Income tax incentives and investment tax allowances are extended until Dec 31, 2025 in the aerospace sector to encourage capacity expansion of existing companies and attract investments from new companies.
For Internet facilities for the people, the government will speed up the implementation of the JENDELA project. A total of RM725 million is provided this year to implement digital connectivity in 47 industrial areas and nearly 3,700 schools.
He explained that a total of RM1 billion is also available as a financing fund under BNM to help MSMEs automate business processes and digitise operations.
Meanwhile, he said the accumulated investment value for government-linked companies (GLCs) is estimated at RM50 billion this year.

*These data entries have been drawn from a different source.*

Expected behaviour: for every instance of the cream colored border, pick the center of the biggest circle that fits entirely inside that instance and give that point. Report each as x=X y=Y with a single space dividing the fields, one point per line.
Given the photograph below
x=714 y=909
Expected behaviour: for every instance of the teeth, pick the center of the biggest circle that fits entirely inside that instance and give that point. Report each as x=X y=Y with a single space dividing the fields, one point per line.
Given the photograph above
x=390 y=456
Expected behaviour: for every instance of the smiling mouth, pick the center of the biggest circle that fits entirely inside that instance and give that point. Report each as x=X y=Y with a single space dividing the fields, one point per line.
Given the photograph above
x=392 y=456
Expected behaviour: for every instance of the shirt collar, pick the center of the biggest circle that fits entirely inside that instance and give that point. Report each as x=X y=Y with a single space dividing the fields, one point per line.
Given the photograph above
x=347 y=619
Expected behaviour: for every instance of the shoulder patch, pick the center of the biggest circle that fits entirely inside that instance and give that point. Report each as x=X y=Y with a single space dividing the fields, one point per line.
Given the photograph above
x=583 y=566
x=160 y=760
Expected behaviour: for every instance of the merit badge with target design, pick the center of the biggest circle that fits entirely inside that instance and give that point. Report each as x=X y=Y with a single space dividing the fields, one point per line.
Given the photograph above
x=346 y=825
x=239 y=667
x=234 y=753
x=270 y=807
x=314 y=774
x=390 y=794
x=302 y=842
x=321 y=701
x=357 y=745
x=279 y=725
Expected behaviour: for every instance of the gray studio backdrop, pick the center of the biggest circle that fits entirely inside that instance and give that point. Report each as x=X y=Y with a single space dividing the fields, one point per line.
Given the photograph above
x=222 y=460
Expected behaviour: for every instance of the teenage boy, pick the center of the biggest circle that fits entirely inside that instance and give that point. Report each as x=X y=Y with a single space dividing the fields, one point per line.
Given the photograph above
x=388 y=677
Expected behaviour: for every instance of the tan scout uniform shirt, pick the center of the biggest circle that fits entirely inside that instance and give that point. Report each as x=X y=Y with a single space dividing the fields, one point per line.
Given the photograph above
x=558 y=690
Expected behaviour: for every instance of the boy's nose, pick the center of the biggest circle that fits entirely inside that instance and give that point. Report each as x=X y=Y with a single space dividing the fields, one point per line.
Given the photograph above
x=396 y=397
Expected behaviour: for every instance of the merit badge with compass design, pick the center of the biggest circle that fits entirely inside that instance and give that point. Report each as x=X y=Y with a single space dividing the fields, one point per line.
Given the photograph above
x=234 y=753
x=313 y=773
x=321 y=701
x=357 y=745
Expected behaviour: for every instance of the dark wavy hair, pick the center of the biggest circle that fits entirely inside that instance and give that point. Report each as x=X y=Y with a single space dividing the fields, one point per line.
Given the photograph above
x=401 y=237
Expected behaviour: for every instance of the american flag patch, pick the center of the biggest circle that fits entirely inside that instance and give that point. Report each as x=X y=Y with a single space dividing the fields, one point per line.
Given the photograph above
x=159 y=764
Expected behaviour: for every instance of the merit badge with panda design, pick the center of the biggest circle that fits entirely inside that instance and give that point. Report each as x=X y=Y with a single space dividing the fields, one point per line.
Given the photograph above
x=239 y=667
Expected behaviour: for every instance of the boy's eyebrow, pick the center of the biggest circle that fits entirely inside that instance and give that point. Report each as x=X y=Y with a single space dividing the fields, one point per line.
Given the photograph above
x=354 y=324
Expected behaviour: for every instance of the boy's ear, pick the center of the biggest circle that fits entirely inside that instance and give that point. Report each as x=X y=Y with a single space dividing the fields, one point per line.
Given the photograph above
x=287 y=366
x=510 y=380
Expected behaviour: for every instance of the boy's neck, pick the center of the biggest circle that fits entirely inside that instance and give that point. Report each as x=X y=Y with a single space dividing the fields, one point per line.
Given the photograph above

He said GLCs including Khazanah Nasional and the Employees Provident Fund (EPF) will invest in innovative and high-growth local start-up companies with an investment value of RM1.5 billion.
On the transport project, Anwar said the government is committed to continuing and expediting the implementation of the Pan Borneo Sabah highway and the Sarawak-Sabah Link Road which would involve a total cost of RM20 billion covering over 1,000 kilometres.
Regarding the Mass Rapid Transit 3 (MRT3) project, he said the government will review the details of the project to ensure the best value, and is confident of achieving additional savings with project value of under RM45 billion.
Originally in 2018, the MRT3 project was estimated to cost RM68 billion. Last year, the project procurement process started and the project cost was estimated at RM50 billion.
Meanwhile, for the M40 group, Anwar said starting from 2023, the resident individual income tax rate will be reduced by two per cent for each income range of over RM35,000 to RM100,000, and the government will increase the tax rate by between 0.5 and two per cent for each income range of over RM100,000 to RM1 million.
On the issue of social protection, Anwar said the government plans to expand the tax relief for life insurance premiums or takaful life contributions to cover voluntary contributions to the EPF of up to RM3,000.
The Prime Minister said the government supports increasing the total investment limit of Amanah Saham Bumiputera (ASB) and Amanah Saham Bumiputera 2 (ASB2) to RM300,000 compared to RM200,000 previously as a way of increasing equity holdings among bumiputeras.
“This administration also agrees to increase the size of the Amanah Saham Malaysia (ASM) fund by RM5 billion,” he said.